Back at biker heaven, we get to see unbridled debauchery, fights, and eventually a police raid. Cut to Loser going to the hospital where he is treated for a gunshot wound incurred during his attempt to avoid arrest. The gang makes a plan to bust Loser out of the hospital to prevent him from going to prison. Blues’s woman Mike “Monkey” (Nancy Sinatra) works her way into the room, enabling her man to spring Loser out of his hospital bed.
Of course, Loser’s ultimate fate is not surprising and delivers a chilling message to the biker community. The faux and totally unconnected romance between Blues and Monkey Mike continues to percolate as the plot’s wheels continue to spin out of control toward a tawdry and gratuitously violent finale.

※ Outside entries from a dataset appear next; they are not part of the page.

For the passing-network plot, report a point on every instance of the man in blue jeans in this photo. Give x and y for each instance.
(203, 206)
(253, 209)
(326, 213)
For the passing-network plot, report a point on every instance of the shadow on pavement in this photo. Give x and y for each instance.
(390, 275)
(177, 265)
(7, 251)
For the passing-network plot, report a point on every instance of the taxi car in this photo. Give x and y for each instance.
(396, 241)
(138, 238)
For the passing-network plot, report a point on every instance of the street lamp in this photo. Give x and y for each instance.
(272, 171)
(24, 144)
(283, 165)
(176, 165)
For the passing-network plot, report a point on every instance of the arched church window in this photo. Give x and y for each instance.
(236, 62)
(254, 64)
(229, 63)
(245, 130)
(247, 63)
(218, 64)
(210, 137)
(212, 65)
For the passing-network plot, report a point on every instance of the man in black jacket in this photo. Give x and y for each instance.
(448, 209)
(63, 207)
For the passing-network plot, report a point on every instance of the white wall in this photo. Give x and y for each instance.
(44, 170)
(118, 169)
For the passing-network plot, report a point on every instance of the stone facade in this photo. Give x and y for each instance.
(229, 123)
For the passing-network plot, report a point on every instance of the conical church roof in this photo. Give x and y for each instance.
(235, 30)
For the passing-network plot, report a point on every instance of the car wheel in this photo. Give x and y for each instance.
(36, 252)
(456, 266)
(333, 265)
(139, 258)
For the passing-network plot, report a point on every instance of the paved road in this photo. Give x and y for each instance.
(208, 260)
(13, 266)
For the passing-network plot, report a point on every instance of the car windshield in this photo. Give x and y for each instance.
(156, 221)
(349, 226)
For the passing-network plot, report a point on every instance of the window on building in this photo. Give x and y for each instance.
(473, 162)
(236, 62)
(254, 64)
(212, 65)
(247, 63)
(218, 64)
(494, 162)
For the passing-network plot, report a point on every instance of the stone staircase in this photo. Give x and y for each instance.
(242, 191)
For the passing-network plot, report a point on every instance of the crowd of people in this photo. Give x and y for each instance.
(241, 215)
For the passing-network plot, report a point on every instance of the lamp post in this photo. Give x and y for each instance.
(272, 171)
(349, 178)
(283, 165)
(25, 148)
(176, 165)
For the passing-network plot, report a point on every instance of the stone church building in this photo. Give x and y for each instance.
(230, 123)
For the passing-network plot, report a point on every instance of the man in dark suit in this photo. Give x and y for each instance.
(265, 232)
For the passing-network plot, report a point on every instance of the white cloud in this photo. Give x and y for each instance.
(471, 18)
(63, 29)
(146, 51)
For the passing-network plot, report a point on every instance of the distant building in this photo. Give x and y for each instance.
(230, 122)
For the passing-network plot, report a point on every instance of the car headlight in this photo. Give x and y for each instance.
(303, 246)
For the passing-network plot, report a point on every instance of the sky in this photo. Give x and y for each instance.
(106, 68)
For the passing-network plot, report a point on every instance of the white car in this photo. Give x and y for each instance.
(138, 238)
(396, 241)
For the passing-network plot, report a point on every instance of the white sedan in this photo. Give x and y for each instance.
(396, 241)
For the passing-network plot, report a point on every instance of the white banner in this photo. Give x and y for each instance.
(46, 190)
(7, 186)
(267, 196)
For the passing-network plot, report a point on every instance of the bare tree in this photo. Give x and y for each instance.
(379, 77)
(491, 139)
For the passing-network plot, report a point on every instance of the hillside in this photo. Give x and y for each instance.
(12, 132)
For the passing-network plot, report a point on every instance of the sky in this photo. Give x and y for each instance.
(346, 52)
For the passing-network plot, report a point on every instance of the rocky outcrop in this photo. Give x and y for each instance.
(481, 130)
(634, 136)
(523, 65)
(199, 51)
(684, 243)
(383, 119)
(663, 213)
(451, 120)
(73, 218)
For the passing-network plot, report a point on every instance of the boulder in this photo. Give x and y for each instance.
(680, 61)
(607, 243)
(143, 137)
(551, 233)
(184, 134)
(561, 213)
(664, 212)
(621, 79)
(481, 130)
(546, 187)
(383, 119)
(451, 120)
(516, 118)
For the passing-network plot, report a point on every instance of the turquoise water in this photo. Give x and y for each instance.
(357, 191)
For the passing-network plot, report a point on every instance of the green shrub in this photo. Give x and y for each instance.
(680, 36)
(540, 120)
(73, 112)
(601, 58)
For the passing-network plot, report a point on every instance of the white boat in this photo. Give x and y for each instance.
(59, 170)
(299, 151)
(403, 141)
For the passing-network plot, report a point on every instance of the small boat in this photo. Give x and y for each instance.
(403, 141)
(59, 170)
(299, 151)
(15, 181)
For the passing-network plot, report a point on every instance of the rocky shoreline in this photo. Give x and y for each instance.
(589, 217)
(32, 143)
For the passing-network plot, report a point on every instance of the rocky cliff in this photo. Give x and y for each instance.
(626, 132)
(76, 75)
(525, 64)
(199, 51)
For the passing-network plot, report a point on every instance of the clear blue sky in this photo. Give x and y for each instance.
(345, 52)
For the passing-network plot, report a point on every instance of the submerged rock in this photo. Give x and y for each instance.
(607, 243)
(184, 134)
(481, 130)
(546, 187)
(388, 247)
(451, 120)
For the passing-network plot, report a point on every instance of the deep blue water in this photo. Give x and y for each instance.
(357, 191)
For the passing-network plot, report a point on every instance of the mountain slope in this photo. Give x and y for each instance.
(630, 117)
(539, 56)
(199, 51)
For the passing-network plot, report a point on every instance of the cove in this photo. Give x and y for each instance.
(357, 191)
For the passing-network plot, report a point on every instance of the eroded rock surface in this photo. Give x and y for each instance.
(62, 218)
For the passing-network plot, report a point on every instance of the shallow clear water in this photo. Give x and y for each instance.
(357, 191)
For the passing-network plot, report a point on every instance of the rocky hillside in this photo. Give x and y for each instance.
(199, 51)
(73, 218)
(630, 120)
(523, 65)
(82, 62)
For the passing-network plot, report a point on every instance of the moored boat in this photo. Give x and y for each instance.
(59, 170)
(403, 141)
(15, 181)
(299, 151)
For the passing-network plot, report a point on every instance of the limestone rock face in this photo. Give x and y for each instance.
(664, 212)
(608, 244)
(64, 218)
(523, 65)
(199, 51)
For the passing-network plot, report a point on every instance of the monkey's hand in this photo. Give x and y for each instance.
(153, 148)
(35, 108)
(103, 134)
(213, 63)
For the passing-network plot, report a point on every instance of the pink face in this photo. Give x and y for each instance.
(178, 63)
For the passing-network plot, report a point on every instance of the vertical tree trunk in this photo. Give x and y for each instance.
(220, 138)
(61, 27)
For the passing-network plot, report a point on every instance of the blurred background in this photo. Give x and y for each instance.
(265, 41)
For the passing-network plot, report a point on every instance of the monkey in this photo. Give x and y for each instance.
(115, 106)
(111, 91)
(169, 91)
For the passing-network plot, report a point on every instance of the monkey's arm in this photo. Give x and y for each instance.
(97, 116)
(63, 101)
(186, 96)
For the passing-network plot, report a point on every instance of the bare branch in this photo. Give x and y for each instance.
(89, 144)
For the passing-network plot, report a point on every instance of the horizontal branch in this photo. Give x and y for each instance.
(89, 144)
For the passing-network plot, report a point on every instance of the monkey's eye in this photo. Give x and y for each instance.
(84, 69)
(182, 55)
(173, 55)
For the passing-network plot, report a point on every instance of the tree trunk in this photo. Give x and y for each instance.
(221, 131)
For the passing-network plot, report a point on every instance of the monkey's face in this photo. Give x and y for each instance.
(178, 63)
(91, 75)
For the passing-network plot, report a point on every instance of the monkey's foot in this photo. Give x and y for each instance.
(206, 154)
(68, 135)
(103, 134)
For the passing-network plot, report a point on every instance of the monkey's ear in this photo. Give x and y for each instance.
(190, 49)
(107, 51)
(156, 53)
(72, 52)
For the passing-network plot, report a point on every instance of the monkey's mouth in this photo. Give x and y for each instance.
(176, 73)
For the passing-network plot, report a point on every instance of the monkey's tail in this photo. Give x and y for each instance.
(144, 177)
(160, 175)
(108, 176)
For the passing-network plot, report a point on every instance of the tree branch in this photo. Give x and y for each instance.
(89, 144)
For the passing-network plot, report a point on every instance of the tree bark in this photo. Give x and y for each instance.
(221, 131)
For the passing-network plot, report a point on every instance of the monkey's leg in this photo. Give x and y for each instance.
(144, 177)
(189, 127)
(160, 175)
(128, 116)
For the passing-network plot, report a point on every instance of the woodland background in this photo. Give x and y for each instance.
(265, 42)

Roger Corman was a leading director in Hollywood’s B-movie industry during the ‘50s and ‘60s and this low-budget, quickly shot film is a fair representative of his work. Biker film fanatics will flock to this one to see Peter Fonda at work but as this genre goes, it is a bottom-of-the-barrel effort.
Video Quality
[Rating:3/5]
The print quality is extremely variable with some scenes showing decent detail, contrast and colors with others looking quite washed out and grainy.
Audio Quality
[Rating:3/5]
Dialogue, such as it is, after all this is an action rather than dialogue driven film, is adequately reproduced. The sound track features music of the era that sounds rather compressed and boxy.
Supplemental Materials
[Rating:0/5]
There are no extras.
The Definitive Word
Overall:
[Rating:2/5]
The motorcycle gang movie was a frozen-in-aspic cinematic genre that passed its sell by date many years ago. This stereotypical representation of a moment in time will likely have limited appeal to today’s audiences. The offensive use of Nazi symbols and ethnic slurs rules this one out for me and may do so for other viewers as well. At least Easy Rider dealt with war and other social issues of its era and had superb cinematography. As for The Wild Angels, the final score is redeeming moments few, unredeeming moments many.